Pulkit Narang

Personal information
- Born: 18 June 1994 (age 30) Delhi, India
- Batting: Right handed
- Bowling: Right arm Offbreak

Domestic team information
- 2015–?: Delhi
- ?–present: Services

Career statistics
| Competition | FC | LA | T20 |
| Matches | 40 | 32 | 25 |
| Runs scored | 1,002 | 465 | 68 |
| Batting average | 17.57 | 35.76 | 17.00 |
| 100s/50s | 0/2 | 0/3 | 0/0 |
| Top score | 55 | 67* | 25* |
| Balls bowled | 7,038 | 1,788 | 465 |
| Wickets | 119 | 35 | 33 |
| Bowling average | 29.05 | 37.97 | 15.78 |
| 5 wickets in innings | 6 | 0 | 0 |
| 10 wickets in match | 1 | 0 | 0 |
| Best bowling | 6/56 | 4/42 | 4/7 |
| Catches/stumpings | 16/– | 15/– | 7/– |
- Source: Cricinfo, 27 March 2025

= Pulkit Narang =

Indian cricketer (born 1994)

Pulkit Narang (born 18 June 1994) is an Indian cricketer who played for Delhi.
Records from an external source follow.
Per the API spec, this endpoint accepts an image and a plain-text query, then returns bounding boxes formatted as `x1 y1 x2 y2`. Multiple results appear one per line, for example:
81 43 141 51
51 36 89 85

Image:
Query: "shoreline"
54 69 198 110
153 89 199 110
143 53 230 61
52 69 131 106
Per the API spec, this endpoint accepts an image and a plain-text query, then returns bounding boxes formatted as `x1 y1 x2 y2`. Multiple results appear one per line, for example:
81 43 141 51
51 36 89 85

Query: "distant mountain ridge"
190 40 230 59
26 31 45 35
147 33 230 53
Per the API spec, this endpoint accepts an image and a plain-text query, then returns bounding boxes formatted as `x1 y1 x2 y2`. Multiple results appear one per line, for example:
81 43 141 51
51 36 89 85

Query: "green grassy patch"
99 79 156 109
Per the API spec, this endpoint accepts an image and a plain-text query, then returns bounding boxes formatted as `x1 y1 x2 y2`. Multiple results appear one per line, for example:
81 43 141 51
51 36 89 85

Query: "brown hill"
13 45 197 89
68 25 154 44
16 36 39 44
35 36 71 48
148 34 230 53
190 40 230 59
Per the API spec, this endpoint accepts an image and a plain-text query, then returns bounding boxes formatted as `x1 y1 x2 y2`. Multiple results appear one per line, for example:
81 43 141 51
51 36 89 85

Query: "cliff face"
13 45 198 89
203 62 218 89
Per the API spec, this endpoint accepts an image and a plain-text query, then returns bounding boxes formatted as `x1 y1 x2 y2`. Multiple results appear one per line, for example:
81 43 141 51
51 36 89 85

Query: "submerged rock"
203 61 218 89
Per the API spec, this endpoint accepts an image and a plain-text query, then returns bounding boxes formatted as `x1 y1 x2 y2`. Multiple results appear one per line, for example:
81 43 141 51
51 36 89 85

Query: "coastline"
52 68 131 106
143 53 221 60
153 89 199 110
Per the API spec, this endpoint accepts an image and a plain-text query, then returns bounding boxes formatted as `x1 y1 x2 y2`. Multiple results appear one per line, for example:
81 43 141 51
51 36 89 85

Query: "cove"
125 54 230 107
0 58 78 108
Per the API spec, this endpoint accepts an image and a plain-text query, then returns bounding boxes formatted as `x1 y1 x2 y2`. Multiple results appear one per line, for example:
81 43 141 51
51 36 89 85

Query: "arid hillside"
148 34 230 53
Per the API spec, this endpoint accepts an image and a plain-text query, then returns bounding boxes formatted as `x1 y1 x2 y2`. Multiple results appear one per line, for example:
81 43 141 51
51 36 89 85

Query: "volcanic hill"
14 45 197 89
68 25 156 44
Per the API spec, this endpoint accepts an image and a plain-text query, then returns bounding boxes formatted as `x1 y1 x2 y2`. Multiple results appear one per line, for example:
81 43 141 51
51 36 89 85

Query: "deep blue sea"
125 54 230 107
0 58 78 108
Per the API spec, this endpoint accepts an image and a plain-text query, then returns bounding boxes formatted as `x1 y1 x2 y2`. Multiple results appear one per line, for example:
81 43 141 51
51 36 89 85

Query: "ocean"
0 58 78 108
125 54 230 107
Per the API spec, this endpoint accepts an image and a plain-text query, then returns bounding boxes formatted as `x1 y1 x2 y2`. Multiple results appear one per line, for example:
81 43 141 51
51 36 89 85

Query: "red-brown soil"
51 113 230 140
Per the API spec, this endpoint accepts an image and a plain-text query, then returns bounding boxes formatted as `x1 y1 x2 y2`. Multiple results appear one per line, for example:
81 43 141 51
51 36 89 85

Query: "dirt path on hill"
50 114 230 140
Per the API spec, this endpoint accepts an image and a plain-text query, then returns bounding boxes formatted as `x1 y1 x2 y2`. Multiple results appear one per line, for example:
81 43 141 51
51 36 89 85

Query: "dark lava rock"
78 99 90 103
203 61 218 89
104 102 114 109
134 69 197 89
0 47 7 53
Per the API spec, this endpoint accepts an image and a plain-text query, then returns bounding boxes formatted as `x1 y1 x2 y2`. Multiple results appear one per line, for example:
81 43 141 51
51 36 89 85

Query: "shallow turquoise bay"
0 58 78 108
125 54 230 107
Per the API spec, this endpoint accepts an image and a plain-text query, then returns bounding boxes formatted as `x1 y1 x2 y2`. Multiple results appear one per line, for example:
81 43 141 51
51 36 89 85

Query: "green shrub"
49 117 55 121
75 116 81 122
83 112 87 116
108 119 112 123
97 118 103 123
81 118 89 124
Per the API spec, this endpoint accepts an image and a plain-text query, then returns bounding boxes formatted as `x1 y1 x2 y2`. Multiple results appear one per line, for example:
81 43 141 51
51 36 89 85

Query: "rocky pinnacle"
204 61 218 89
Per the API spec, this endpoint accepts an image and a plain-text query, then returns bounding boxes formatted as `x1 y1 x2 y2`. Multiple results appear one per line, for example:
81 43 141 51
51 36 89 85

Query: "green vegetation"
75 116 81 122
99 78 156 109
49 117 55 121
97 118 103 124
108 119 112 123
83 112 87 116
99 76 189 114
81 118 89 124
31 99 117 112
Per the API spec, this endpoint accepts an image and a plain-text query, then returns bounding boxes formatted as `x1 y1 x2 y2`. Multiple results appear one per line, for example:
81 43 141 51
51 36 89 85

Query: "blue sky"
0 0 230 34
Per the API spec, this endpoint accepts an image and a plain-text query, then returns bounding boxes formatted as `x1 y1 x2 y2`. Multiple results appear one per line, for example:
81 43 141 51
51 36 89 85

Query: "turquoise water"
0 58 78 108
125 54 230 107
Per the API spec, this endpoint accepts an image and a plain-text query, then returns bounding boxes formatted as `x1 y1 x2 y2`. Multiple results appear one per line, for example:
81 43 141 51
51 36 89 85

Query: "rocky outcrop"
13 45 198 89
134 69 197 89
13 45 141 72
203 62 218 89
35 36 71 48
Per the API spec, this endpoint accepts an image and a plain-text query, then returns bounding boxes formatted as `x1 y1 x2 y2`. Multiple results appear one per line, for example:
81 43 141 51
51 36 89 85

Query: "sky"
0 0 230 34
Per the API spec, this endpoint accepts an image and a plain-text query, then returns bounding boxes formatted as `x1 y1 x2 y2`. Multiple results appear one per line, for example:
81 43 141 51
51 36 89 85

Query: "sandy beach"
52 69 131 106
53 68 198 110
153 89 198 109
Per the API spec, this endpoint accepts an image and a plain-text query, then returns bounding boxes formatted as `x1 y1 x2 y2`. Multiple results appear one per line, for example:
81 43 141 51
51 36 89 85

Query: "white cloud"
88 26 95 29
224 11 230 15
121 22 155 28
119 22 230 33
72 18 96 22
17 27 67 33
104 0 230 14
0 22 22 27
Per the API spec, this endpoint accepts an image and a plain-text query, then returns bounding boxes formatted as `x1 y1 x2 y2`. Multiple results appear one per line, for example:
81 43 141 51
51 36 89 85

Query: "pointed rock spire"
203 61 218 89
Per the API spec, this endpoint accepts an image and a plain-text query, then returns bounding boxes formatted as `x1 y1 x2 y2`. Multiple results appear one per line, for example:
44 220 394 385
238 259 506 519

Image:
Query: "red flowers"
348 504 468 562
He made his first-class debut on 30 October in the 2015–16 Ranji Trophy. He made his List A debut on 25 September 2019, for Services in the 2019–20 Vijay Hazare Trophy. He made his Twenty20 debut on 9 November 2019, for Services in the 2019–20 Syed Mushtaq Ali Trophy.